Domestic health investments in Africa continue upward momentum
In a report released February 10, 2015, Friends of the Global Fight Against AIDS, Tuberculosis and Malaria highlighted ways in which Global Fund implementing countries are increasing domestic investments in health.

The report, titled Innovation for Greater Impact: Exploring Resources for Domestic Health Funding in Africa, illustrated how, through a variety of approaches, African governments are mobilizing additional resources to fight HIV/AIDS, tuberculosis and malaria.

Friends’ President Deb Derrick said: “Impressive global progress has been made against the three diseases in recent decades and African governments are really stepping up. They have increased their domestic health financing by 150 percent.

“But the fight is not yet over. To sustain momentum and ultimately defeat these diseases, increased funding will need to come from implementing countries and the Global Fund is working to facilitate this.”
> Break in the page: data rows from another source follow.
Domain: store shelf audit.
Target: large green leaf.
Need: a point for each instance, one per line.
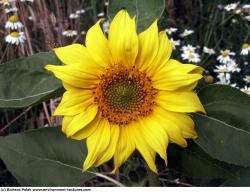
(24, 82)
(146, 11)
(44, 157)
(243, 180)
(194, 162)
(224, 132)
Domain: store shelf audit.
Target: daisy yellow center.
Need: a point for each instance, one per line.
(244, 46)
(15, 34)
(225, 53)
(13, 18)
(124, 95)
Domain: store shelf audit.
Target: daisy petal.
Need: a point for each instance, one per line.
(163, 54)
(125, 147)
(110, 151)
(155, 136)
(179, 101)
(97, 44)
(74, 103)
(97, 143)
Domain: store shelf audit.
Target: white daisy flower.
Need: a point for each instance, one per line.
(69, 33)
(15, 38)
(245, 49)
(209, 51)
(224, 57)
(11, 10)
(247, 79)
(188, 48)
(186, 33)
(231, 6)
(170, 30)
(73, 16)
(174, 42)
(13, 23)
(191, 57)
(246, 90)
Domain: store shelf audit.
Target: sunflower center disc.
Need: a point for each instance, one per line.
(124, 95)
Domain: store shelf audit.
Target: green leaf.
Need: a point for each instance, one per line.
(194, 162)
(44, 157)
(146, 11)
(25, 82)
(243, 180)
(224, 132)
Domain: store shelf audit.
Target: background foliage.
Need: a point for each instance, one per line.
(218, 158)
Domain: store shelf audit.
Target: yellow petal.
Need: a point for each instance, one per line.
(75, 53)
(183, 121)
(97, 143)
(174, 76)
(74, 103)
(176, 66)
(97, 45)
(125, 146)
(163, 54)
(141, 144)
(155, 135)
(75, 75)
(173, 130)
(110, 151)
(81, 120)
(123, 40)
(148, 47)
(179, 101)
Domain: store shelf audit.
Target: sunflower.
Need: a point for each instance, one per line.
(124, 93)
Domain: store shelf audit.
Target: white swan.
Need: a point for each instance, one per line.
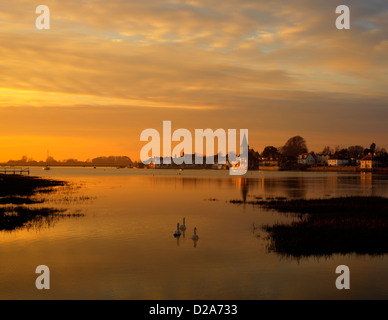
(183, 226)
(177, 233)
(195, 236)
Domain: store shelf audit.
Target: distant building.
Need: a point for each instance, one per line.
(307, 159)
(322, 159)
(337, 162)
(268, 162)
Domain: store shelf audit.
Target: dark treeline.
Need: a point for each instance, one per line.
(117, 161)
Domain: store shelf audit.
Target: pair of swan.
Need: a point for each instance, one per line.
(182, 227)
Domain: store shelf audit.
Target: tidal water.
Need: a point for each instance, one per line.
(123, 245)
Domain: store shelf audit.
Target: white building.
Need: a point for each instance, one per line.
(335, 162)
(306, 158)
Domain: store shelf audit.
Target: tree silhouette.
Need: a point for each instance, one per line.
(294, 147)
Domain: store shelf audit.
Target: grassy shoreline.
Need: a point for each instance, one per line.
(328, 226)
(17, 193)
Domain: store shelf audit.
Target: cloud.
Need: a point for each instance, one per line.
(271, 66)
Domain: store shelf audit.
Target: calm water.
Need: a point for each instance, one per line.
(123, 248)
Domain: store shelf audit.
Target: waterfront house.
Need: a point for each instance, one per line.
(369, 162)
(322, 159)
(306, 158)
(337, 162)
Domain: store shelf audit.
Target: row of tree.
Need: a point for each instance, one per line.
(297, 145)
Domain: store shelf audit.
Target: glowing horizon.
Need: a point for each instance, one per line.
(104, 72)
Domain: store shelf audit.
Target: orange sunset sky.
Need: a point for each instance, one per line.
(106, 70)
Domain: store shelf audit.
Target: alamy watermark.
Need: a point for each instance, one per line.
(182, 152)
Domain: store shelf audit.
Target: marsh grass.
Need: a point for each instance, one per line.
(329, 226)
(17, 193)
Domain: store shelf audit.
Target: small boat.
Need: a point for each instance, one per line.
(177, 232)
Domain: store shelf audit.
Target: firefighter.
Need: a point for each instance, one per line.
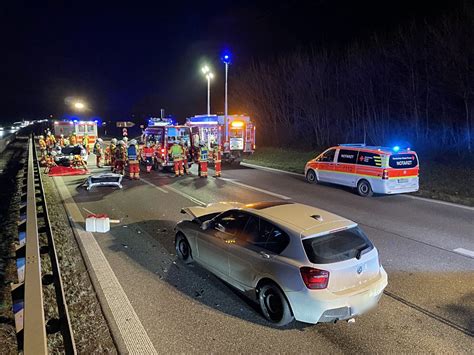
(43, 146)
(147, 156)
(133, 165)
(184, 145)
(177, 155)
(120, 157)
(217, 156)
(85, 143)
(99, 152)
(112, 149)
(73, 139)
(203, 156)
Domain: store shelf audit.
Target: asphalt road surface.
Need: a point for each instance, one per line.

Many countries are already taking important steps in this direction. Six African countries – Liberia, Malawi, Rwanda, Swaziland, Togo and Zambia – are on track to reach the agreed Abuja target of allocating 15 percent of government spending on health. Such countries, on average, spend 20 times more of their own resources on health than they receive in assistance.
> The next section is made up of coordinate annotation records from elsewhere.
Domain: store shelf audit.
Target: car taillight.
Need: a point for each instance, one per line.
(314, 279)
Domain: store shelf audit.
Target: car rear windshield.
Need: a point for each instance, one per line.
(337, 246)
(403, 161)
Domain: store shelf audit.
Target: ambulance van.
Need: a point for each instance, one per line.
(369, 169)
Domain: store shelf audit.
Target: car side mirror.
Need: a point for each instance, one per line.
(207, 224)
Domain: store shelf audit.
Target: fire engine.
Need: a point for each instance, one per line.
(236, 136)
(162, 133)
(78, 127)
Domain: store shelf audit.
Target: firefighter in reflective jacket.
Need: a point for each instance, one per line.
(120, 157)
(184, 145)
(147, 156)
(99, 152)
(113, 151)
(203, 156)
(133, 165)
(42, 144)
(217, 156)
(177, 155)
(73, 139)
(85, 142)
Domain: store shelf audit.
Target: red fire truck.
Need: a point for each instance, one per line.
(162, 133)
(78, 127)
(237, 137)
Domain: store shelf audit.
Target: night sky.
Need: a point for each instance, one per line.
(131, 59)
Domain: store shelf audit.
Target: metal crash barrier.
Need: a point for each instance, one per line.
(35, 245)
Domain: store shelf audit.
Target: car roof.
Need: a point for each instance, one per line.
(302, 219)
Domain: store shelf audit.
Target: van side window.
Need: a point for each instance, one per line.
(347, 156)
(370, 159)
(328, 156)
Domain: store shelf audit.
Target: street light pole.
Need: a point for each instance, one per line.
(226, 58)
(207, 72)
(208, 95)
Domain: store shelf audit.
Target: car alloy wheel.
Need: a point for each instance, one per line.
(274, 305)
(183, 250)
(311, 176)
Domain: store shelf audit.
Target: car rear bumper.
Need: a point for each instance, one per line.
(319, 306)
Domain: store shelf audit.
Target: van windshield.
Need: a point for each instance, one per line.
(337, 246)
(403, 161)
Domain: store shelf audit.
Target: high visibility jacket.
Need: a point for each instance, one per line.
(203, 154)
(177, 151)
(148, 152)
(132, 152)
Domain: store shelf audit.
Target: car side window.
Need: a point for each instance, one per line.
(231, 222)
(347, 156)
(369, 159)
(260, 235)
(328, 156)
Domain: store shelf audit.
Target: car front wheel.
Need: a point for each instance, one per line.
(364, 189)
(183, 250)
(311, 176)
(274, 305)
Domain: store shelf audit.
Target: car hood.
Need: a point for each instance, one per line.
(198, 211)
Several countries included in Friends’ report are exploring ways to mobilize new revenue through innovative financing. For example, Kenya, Tanzania and Zimbabwe are developing trust funds to increase resources to combat HIV/AIDS. With a track record of effective use of international funding, Rwanda is pioneering a results-based financing model that allows for self-generated savings to be ploughed back into the country’s HIV/AIDS response.

Kaloko

Kaloko

Derrick said: “This report highlights some great examples of innovative domestic financing. The case studies tell a story of collaboration, partnership and progress, and of movement toward a healthier, more sustainable future.”

Countries that took charge have produced results
According to the UNAIDS report, countries that rapidly mounted robust responses to their epidemics saw impressive results. In 1980, life expectancy in Zimbabwe was around 60 years of age. In 2000, when the MDGs were set, life expectancy had dropped to just 44 years of age, largely owing to the impact of the AIDS epidemic. By 2013, however, life expectancy had risen again to 60 years of age as new HIV infections were reduced and access to antiretroviral treatment expanded.
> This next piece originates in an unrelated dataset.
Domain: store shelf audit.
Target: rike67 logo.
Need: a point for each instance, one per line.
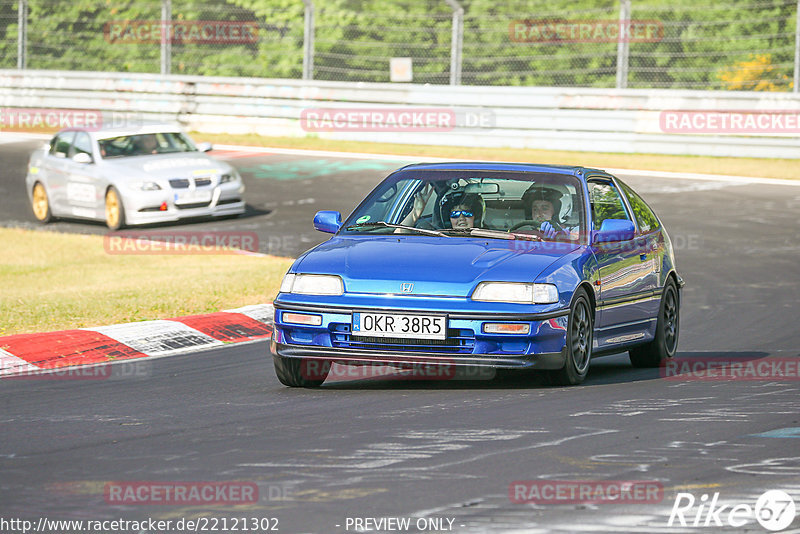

Ethiopia has been particularly affected by the AIDS response, with 73 000 people dying of AIDS-related illnesses in 2000. Concerted efforts by the Ethiopian government have secured a drop of 71 per cent in AIDS-related deaths between the peak in 2005 and 2014.

In Senegal, one of the earliest success stories of the global AIDS response, new HIV infections have declined by more than 87 per cent since 2000. Similarly, Thailand, another success story, has reduced new HIV infections by 71 per cent and AIDS-related deaths by 64 per cent.